Sunday, November 12, 2006

Private Sector Websites and the ADA

Mark Leeds sent me the following message:


Private sector websites can be public accommodations under Title III of the Americans with Disabilities Act (ADA) -- and thus required to be accessible to people with disabilities -- regardless of whether such sites are associated with a "bricks and mortar" facility. This is the finding of a report just issued by the Association of the Bar of the City of New York (City Bar), available at http://www.nycbar.org/pdf/report/Website_Accessibility.pdf
While governmental services and programs available on the Internet clearly are required to be accessible under Title II of the ADA, some courts and commentators have taken divergent views concerning private sector sites. In a painstaking analysis of the language of Title III and of regulations written pursuant to Title III, as well as of evidence in the ADA's legislative history and of fundamental rules of legislative interpretation, the City Bar demonstrates how the law requires private sector websites to be accessible. Citing statutory and regulatory language, the report points out that the ADA's list of categories of public accommodations is not a list of "places" and that a "place" can be the website itself. The report points to the standards long accepted for the public sector as those to be followed by the private sector as well.
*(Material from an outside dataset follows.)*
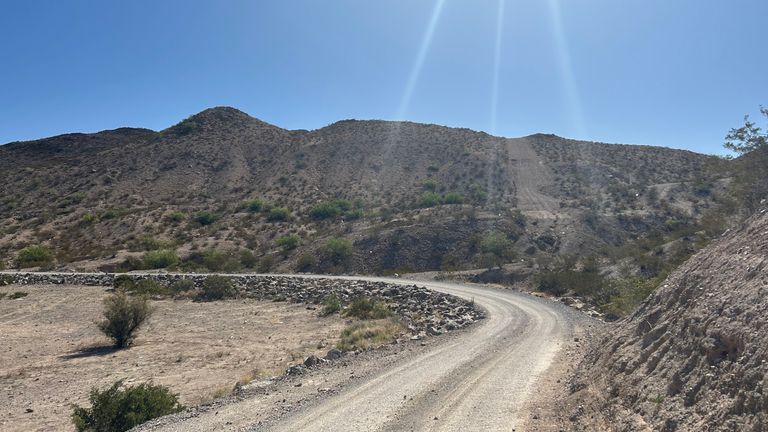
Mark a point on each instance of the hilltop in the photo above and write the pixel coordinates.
(221, 189)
It is hoped this report will bring clarity to an area in which misquotation and misapplication of statutory and regulatory language have led to confusion among some courts and commentators. Website accessibility is not difficult to achieve and is in the interests of all concerned, including those putting website onto the Internet.

Access to the Internet for people with disabilities is is vital to our integration into the mainstream of society not only in the United States. Like the Internet itself, the issue is global. It will be the focus of this year's United Nations International Day of Disabled Persons http://www.un.org/esa/socdev/enable/iddp2006.htm

Please read and disseminate the City Bar's report:
http://www.nycbar.org/pdf/report/Website_Accessibility.pdf
This is an awfully important issue, and the City Bar's report certainly deserves careful consideration. My sense has always been that it's much easier to justify reading ADA Title III to cover the websites of brick-and-mortar goods and services providers than to cover the websites of businesses that sell exclusively over the internet.